À 60 ans, Alieu Omar Touray doit user d’astuces et de diplomatie pour tirer la CEDEAO du beau pétrin dans lequel elle se trouve. Au cours de son mandat de 04 ans, l’homme se trouve au four et au moulin pour tenter de sauver ce qui peut l’être encore. A la manœuvre de la « communauté des peuples » après le départ de Jean Claude Brou, l’homme développe dans sa galaxie : sérénité, efficacité et diplomatie géopolitique.
Qui est Alieu Touray ?
Né le 5 novembre 1965, Omar Alieu Touray a gravi les échelons de la diplomatie gambienne. Il a été ministre des Affaires étrangères de 2008 à 2017, succédant à Crispin Grey-Johnson. Avant cela, il a servi comme ambassadeur en Éthiopie, représentant permanent auprès de l’Union africaine et des Nations unies. « C’est un diplomate chevronné, avec une vision claire pour la coopération régionale », souligne un commissaire de la CEDEAO.

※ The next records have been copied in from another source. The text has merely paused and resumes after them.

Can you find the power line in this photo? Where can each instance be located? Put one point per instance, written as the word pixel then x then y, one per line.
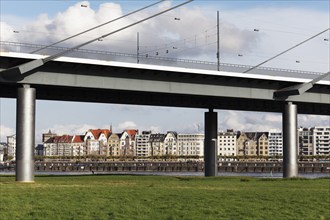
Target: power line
pixel 287 50
pixel 108 22
pixel 113 32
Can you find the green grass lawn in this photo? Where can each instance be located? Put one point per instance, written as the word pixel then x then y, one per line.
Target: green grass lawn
pixel 164 197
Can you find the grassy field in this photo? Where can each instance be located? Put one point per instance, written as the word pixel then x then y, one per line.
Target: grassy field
pixel 164 197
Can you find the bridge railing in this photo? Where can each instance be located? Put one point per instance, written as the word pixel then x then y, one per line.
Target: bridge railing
pixel 153 60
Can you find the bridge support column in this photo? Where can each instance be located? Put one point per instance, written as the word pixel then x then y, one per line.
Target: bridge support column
pixel 210 143
pixel 25 134
pixel 289 128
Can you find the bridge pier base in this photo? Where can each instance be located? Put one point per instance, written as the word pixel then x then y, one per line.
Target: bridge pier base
pixel 289 128
pixel 210 143
pixel 25 134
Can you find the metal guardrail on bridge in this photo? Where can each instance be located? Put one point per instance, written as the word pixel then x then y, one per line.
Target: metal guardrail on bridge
pixel 155 60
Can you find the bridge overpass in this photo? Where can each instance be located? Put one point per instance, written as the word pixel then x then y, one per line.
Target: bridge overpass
pixel 87 80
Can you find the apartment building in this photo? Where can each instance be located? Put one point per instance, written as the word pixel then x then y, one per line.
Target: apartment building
pixel 305 142
pixel 252 143
pixel 227 143
pixel 170 143
pixel 11 146
pixel 191 144
pixel 321 140
pixel 275 143
pixel 142 144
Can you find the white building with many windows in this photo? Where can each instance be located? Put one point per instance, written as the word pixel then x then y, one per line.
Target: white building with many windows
pixel 170 143
pixel 142 145
pixel 227 143
pixel 321 140
pixel 275 143
pixel 11 146
pixel 191 144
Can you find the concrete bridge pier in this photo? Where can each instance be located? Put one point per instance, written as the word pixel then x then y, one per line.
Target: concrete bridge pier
pixel 210 143
pixel 25 134
pixel 289 128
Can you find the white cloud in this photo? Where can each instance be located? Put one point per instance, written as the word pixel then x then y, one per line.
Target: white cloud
pixel 313 120
pixel 5 131
pixel 126 125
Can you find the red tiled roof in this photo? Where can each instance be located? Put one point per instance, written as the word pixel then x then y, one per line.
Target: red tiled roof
pixel 60 139
pixel 132 132
pixel 78 139
pixel 97 132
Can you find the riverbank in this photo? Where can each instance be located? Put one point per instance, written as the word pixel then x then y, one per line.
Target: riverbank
pixel 164 197
pixel 189 166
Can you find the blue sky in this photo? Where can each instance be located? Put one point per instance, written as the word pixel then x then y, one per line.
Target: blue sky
pixel 281 23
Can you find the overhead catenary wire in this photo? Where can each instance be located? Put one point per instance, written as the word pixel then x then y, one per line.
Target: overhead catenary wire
pixel 254 67
pixel 113 32
pixel 108 22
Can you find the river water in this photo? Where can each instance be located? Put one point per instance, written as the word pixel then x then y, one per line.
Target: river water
pixel 259 175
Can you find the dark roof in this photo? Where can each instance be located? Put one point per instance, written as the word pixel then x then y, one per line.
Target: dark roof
pixel 252 135
pixel 157 138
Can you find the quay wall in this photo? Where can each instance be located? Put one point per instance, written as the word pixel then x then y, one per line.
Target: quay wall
pixel 236 167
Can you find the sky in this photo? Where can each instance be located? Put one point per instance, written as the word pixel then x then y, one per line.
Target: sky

Lors de son passage à l’ONU en 2008, Touray a défendu le multilatéralisme et l’égalité homme-femme, des valeurs qu’il entend promouvoir à la tête de la CEDEAO. « La Gambie s’efforce d’assurer l’égalité des genres et de renforcer les institutions multilatérales », avait-il déclaré. Ces principes pourraient guider son action à la tête de la Commission.
Alieu Omar Touray a pris ses fonctions dans un contexte marqué par des crises politiques, sécuritaires et économiques en Afrique de l’Ouest. Les coups d’État récents au Mali, au Niger, au Burkina Faso et en Guinée, ainsi que la montée du terrorisme, posent des défis majeurs pour la stabilité régionale. « Son mandat sera crucial pour relancer l’intégration ouest-africaine », estime un expert en relations internationales.
Dix choses à savoir sur Omar Alieu Touray
1. Ancien ministre de Yahya Jammeh : Touray a servi sous l’ancien président gambien, une expérience qui lui a permis de développer une expertise politique et diplomatique.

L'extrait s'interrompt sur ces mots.